A national push for tech education
The ongoing emergence of cloud computing and other technologies in workplaces across the globe has informed the thinking of not just business leaders, but educational administrators as well. Principals, school boards, teachers and parents are working together to better prepare students for the evolution of the working world.
No matter the age group, classrooms are now well stocked with laptops and tablets. The idea is that if young people can begin using these tools as if they were second nature, they would have a better grasp of future challenges and responsibilities in their careers. Without sapping schools of their inherently communal nature, thought leaders in education are implementing new strategies to establish the next wave of tech-savvy workers.
A bill for STEM education
Approximately 60 leaders in the education and business fields, including representatives from Microsoft, Amazon, Starbucks and the University of Washington, are pushing legislators to pass a bill that would bolster computer science programs in schools throughout Washington state, according to GeekWire.
House Bill 1813 would create a grant program to fund equipment, train educators and teach students in this increasingly pertinent field. GeekWire added that the bill has already passed the state's House committees on education and appropriations.
"There are currently 20,000 open computing jobs across all industries in Washington, and these jobs are growing at three times the state average," the group noted in a letter to the legislators, according to the news outlet. "We compare that to 20,000 open jobs and wonder: why is this course only offered in 7 percent of our high schools?"

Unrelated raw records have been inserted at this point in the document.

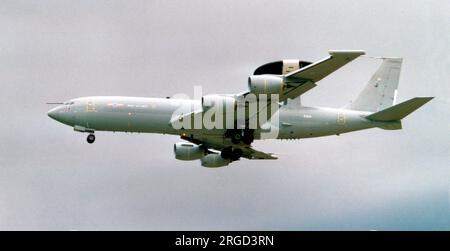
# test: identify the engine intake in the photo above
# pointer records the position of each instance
(266, 84)
(225, 102)
(187, 151)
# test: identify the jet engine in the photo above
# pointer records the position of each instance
(188, 151)
(214, 160)
(226, 102)
(266, 84)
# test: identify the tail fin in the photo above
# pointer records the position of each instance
(381, 90)
(398, 112)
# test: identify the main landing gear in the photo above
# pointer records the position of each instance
(237, 136)
(91, 138)
(230, 153)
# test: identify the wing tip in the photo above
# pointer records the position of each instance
(346, 52)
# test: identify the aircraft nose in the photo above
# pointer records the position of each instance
(53, 113)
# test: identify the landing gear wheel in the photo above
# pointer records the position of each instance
(236, 137)
(248, 136)
(248, 139)
(226, 153)
(91, 138)
(237, 153)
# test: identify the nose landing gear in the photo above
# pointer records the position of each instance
(91, 138)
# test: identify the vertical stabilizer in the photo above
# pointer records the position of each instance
(381, 90)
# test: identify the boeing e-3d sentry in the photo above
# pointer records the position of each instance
(220, 129)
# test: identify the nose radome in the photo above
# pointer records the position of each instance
(53, 113)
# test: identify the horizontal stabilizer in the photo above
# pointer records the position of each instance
(398, 112)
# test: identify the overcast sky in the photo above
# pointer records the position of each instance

Philadelphia educational overhaul underway
The Notebook reported that much of the school system in Philadelphia is at the forefront of education reform when it comes to tech-related subjects. Robert Caroselli, principal of Fox Chase Elementary in Northeast Philadelphia, told the publication that schools throughout the district are in great need of servers. Yet at the same time, he isn't letting an infrastructural issue cut into the city's plans for tech education.
"I have kindergartners using Chromebooks," Caroselli told the publication. "They have Lexia, the intervention-based reading program. No one's ever tried it with them, and we tried it this year, and our data is showing they're moving their levels pretty [quickly]. They're really excited."
Dion Betts, the school's regional superintendent said that kids are growing up with technology all around them, and the educational initiatives are simply a way to help students catch up to the environment.